There are some outcomes with more standardised instruments of measurement, such as the use of the simulator sickness questionnaire (SSQ). While this standardisation can be considered beneficial for the generalizability of such results obtained, there has been criticism against the use of the SSQ in HMD-based VR (Hirzle et al. 2021). It should also be noted that similar criticisms have been raised against the game experience questionnaire (GEQ) (Law, Brühlmann, and Mekler 2018) and against how the measuring of presence is approached in VR research (Slater 2009) with the suggestion that subjective and objective measures should be combined (Ijsselsteijn et al. 2000). This argument is also supported by evidence of the disconnect between self-reported predictions of behaviour and actual behaviours in VR (Slater et al. 2020). While such a combined approach is used sporadically to measure presence and social presence, the overwhelming majority of studies rely primarily on subjective self-reports for presence measurement.

4.3.2. Novelty bias is a likely confounding variable

Another possible reason for the lack of increase in certain outcomes with the introduction of audio is that of novelty bias of using a HMD to experience VR, since the experience might initially be new or unusual to many participants after which they acclimatise with repeated exposure, thus leading to unexpected results. Several of the included studies note this as a potential confounding factor, e.g. (Lind et al. 2017; McArthur 2016; Moraes et al. 2020; Oberman, Bojanić Obad Šćitaroci, and Jambrošić 2018; Rogers et al. 2018; Sikström et al. 2016a; Suarez et al. 2017; Vosmeer and Schouten 2017). The effect of this on the measured outcomes connected to audio feedback is expected to be more pronounced than for visual feedback since the experience of mediated binaural/spatial audio, which is the standard for many VR experiences, is expected to be novel to many participants within the context of media experiences (Lind et al. 2017). This might limit participants’ conceptual framework to understand and express their experiences connected to such sensory feedback within these types of experiences (Garner 2017, 38).

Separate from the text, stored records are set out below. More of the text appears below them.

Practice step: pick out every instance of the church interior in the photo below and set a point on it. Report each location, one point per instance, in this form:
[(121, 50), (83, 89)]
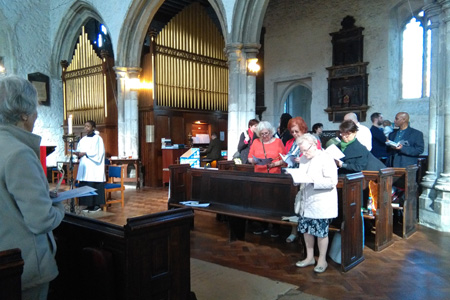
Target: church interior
[(159, 77)]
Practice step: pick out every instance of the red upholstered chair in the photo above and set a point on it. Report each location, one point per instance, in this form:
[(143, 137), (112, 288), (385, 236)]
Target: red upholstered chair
[(111, 186)]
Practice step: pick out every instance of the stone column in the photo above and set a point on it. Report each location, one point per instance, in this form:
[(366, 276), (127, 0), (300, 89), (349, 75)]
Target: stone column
[(432, 11), (434, 203), (127, 112), (241, 98)]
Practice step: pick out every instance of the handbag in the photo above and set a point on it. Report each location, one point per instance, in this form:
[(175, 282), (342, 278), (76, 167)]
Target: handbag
[(299, 199)]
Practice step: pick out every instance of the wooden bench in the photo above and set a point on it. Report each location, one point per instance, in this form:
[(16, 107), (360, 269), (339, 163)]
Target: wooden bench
[(265, 197), (406, 178), (382, 219), (11, 268), (147, 258)]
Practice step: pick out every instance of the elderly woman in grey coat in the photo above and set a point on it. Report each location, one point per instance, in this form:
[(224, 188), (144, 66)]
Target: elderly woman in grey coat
[(27, 214), (319, 203)]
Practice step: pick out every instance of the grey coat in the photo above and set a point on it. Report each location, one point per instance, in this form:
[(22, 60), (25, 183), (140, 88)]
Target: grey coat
[(27, 216)]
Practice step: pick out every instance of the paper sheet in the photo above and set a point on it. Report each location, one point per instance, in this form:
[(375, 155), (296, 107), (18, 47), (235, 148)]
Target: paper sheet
[(262, 161), (335, 152), (75, 193), (299, 175)]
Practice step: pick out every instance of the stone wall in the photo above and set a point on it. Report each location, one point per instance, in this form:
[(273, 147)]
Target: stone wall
[(298, 47)]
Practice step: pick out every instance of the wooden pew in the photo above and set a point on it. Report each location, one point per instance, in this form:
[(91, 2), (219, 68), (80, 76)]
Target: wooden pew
[(265, 197), (382, 219), (11, 268), (147, 258), (406, 178)]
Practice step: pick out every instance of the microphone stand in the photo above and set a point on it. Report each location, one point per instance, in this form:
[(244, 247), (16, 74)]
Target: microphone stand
[(71, 139)]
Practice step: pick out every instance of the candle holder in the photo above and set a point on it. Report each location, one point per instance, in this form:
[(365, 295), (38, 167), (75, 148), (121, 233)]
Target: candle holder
[(71, 139)]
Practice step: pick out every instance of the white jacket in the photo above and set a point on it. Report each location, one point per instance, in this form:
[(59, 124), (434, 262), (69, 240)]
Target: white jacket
[(92, 165), (320, 197), (27, 214)]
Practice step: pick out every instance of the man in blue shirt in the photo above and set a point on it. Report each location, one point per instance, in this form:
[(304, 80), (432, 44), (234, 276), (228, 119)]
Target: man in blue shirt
[(410, 140)]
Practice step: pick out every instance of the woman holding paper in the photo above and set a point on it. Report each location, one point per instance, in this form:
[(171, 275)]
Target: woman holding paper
[(265, 152), (297, 127), (246, 140), (318, 205), (357, 157), (91, 170), (27, 213)]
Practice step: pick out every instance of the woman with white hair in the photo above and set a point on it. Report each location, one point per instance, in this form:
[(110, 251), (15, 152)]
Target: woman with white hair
[(27, 213), (266, 147), (319, 202)]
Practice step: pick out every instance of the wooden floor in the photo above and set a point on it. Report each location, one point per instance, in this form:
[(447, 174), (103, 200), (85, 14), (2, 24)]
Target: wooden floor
[(414, 268)]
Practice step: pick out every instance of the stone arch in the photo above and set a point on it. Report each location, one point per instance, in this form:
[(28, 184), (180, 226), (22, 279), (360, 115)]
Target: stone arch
[(283, 89), (7, 49), (135, 26), (248, 16), (66, 37)]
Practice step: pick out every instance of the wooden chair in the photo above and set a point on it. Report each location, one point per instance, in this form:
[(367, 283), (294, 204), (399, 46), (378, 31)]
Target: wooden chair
[(110, 186)]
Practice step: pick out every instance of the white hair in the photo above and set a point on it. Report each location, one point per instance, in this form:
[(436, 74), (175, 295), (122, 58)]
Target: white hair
[(17, 97)]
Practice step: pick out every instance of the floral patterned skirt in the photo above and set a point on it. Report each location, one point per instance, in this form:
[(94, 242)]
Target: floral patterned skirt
[(315, 227)]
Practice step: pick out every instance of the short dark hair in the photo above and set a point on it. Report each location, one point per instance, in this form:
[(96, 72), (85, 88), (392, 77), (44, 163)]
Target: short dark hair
[(348, 126), (299, 122), (374, 116), (317, 126), (92, 123), (252, 122)]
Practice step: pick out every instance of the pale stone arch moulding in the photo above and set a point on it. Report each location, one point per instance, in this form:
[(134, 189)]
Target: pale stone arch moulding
[(284, 88), (135, 26), (66, 37), (247, 21), (7, 49)]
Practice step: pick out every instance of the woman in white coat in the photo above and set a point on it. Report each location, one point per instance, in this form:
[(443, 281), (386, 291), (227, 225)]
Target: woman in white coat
[(27, 214), (319, 204)]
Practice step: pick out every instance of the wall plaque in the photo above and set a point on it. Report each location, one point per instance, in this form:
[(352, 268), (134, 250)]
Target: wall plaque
[(348, 78)]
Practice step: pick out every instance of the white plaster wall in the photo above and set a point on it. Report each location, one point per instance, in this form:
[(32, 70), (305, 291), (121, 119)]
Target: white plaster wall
[(298, 45), (29, 27)]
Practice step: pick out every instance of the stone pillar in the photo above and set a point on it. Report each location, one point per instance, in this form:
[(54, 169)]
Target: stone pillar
[(241, 93), (127, 112), (434, 203), (432, 11)]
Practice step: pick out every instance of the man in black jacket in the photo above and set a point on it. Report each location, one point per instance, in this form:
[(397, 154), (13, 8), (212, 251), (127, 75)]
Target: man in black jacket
[(379, 148), (214, 149)]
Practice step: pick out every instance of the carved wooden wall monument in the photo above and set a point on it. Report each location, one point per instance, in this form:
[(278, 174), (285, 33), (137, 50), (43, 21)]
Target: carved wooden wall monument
[(348, 78)]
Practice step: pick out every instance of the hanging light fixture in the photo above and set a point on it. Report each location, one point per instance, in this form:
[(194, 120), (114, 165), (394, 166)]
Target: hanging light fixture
[(2, 67), (252, 66)]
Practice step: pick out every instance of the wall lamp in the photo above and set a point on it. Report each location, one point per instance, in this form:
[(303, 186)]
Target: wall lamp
[(2, 67), (252, 67)]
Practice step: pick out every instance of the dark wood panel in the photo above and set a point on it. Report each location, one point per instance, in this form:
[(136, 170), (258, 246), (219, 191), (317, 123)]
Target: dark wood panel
[(144, 259)]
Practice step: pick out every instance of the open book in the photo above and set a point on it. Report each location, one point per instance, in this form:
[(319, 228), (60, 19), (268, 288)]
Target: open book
[(393, 144), (75, 193), (299, 174), (335, 152), (289, 159), (262, 161)]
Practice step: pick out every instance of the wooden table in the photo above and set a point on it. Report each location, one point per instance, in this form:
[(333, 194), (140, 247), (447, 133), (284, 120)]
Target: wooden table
[(130, 161)]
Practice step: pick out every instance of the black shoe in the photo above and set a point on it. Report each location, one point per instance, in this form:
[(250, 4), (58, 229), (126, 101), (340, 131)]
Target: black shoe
[(260, 231), (274, 233)]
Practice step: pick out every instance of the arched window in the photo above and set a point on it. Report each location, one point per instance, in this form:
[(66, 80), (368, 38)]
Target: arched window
[(416, 62)]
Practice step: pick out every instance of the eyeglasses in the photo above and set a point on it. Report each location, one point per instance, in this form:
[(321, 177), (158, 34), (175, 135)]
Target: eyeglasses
[(306, 150)]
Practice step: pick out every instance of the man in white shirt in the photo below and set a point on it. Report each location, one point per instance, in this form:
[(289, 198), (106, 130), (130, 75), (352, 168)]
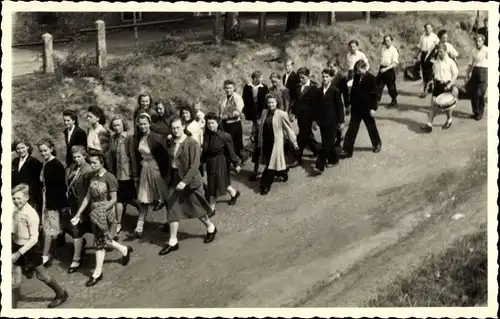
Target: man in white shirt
[(477, 77), (445, 74), (353, 56), (427, 42), (387, 72)]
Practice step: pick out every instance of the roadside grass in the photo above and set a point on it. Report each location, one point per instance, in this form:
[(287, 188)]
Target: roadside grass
[(455, 278), (175, 69)]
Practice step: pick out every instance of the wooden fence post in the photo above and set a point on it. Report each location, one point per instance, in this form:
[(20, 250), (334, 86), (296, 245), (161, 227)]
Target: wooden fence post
[(217, 27), (101, 44), (262, 25), (48, 54)]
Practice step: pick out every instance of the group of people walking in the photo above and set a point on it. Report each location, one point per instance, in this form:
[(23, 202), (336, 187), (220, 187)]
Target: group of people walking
[(163, 161)]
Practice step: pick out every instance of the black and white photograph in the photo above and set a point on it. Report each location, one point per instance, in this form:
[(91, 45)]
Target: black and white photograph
[(292, 162)]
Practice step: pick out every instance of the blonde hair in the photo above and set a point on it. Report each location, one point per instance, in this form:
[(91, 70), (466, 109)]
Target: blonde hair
[(21, 188)]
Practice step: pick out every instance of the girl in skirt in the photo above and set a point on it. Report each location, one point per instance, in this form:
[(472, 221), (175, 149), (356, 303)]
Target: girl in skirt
[(101, 196), (120, 156), (25, 223), (55, 202), (152, 163), (78, 179), (218, 153), (187, 199)]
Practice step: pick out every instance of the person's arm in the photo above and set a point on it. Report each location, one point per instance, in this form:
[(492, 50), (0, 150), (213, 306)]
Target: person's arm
[(194, 154), (33, 224)]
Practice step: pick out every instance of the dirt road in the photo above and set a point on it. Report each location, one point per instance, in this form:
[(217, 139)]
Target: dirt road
[(316, 241)]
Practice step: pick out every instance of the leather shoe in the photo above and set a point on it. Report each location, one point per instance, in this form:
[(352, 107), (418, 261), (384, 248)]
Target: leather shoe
[(168, 249), (126, 258), (93, 281), (210, 236), (59, 300)]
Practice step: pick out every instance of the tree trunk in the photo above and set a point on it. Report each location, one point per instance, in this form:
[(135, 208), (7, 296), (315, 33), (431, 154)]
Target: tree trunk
[(293, 20), (231, 21)]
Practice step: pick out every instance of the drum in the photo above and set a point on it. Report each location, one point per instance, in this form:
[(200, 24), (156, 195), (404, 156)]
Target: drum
[(445, 101)]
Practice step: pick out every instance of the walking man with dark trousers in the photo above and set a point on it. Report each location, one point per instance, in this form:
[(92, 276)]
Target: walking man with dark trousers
[(304, 109), (387, 73), (329, 116), (364, 103)]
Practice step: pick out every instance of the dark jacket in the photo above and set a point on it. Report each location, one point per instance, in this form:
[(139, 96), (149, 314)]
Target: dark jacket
[(189, 156), (291, 85), (364, 94), (305, 104), (156, 143), (330, 109), (79, 137), (30, 175), (251, 110)]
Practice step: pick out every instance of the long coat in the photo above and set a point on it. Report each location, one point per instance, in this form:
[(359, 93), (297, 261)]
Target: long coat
[(282, 130)]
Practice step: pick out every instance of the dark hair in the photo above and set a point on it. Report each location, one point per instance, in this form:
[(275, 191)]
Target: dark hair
[(275, 75), (71, 114), (353, 41), (98, 112), (98, 154), (304, 71), (144, 95), (256, 75), (360, 64), (49, 143), (116, 118), (190, 110), (24, 141), (441, 33), (229, 82), (328, 71)]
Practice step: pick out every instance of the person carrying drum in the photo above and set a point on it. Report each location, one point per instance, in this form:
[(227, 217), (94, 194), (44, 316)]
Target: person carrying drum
[(445, 75), (477, 77)]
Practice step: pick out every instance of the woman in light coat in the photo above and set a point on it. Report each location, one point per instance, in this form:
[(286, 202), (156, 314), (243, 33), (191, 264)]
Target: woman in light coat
[(274, 130)]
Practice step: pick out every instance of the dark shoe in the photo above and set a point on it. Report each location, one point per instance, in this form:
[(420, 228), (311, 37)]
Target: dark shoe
[(159, 205), (447, 125), (210, 237), (233, 199), (126, 258), (59, 300), (168, 249), (93, 281), (344, 154), (74, 269), (426, 128)]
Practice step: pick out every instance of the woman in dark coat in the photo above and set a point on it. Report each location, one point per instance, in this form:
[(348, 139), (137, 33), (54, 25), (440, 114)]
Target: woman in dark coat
[(218, 154), (78, 183), (73, 134), (55, 201), (26, 170), (187, 199)]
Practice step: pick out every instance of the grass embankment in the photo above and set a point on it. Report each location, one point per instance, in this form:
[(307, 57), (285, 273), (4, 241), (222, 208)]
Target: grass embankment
[(193, 70)]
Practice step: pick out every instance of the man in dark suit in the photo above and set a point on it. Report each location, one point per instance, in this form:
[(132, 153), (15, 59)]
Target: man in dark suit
[(254, 97), (329, 116), (291, 80), (364, 100), (304, 109)]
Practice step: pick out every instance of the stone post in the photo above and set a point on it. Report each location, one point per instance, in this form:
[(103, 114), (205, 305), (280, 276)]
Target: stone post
[(48, 54), (101, 53)]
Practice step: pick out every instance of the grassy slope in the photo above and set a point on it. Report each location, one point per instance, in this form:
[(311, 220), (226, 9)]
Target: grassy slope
[(37, 100)]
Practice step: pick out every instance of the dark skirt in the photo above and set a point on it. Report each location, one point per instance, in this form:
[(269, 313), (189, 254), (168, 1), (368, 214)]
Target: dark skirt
[(236, 132), (31, 259), (186, 204), (126, 191), (218, 175)]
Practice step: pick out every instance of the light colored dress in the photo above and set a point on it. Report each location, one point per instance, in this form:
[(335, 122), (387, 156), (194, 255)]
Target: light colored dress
[(151, 184)]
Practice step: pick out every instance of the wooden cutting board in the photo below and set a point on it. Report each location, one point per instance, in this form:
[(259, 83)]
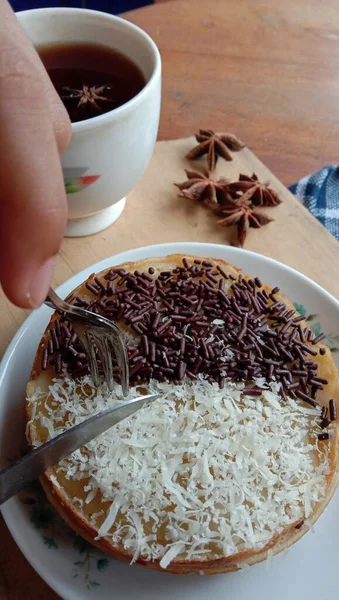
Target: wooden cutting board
[(155, 214)]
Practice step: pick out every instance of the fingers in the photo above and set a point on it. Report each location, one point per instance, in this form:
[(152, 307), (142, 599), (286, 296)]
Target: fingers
[(33, 208), (10, 28)]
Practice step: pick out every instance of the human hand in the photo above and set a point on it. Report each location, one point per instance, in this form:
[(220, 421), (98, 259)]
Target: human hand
[(34, 131)]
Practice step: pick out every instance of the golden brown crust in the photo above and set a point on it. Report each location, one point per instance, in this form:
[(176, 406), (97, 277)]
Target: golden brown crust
[(62, 503)]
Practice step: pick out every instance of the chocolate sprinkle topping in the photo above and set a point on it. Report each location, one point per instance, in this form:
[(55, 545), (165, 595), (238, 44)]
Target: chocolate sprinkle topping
[(197, 319), (333, 410)]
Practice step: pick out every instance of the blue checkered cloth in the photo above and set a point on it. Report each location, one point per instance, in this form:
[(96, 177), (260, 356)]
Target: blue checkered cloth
[(319, 193)]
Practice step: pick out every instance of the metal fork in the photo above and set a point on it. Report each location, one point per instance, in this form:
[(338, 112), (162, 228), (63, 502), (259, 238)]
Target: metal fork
[(96, 332)]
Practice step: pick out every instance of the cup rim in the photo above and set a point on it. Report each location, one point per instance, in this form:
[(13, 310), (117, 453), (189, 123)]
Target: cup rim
[(99, 120)]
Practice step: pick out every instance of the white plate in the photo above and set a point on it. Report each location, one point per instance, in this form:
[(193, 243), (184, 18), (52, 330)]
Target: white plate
[(75, 570)]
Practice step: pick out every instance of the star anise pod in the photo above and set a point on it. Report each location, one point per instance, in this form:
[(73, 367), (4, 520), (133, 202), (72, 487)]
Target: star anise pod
[(250, 189), (214, 145), (88, 96), (200, 186), (242, 215)]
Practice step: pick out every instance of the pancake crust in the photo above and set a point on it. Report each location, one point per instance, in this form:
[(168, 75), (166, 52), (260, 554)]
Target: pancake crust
[(62, 491)]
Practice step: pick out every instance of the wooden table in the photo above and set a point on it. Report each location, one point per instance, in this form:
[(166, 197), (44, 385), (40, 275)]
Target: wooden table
[(265, 70)]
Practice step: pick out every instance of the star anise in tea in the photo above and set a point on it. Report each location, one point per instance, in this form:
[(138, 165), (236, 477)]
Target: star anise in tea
[(88, 97), (214, 145), (242, 214), (250, 188), (200, 186)]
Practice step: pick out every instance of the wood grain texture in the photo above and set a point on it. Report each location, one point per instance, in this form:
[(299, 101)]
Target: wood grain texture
[(265, 69), (155, 214)]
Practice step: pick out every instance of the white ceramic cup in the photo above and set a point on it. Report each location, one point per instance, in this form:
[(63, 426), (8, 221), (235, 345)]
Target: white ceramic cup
[(108, 153)]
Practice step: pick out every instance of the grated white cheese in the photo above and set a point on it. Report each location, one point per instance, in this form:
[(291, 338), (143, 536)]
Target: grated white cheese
[(201, 472)]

The impact of initial novelty/unfamiliarity which dissipates throughout the course of data collection is especially noteworthy when considering the large number of crossover studies where the same participants were exposed to two or more experimental conditions. Furthermore, given the highly subjective responses to different stimuli such as music (Rogers et al. 2018; Schoeffler et al. 2015) and the ability of differing technologies such as headphones to influence factors related to experience (Larsson et al. 2010), this also likely explains some of the variability. This emphasizes the need for thorough familiarisation tasks prior to data collection to reduce the effects of this bias (Moraes et al. 2020; Suarez et al. 2017) as well as to consider participants’ level of experience with VR (Sikström et al. 2016b; Vosmeer and Schouten 2017). However, the implications this carries for future research is also made more complex by the possibility of inducing simulator sickness that might also introduce a confounding factor with prolonged exposure (Bird et al. 2019).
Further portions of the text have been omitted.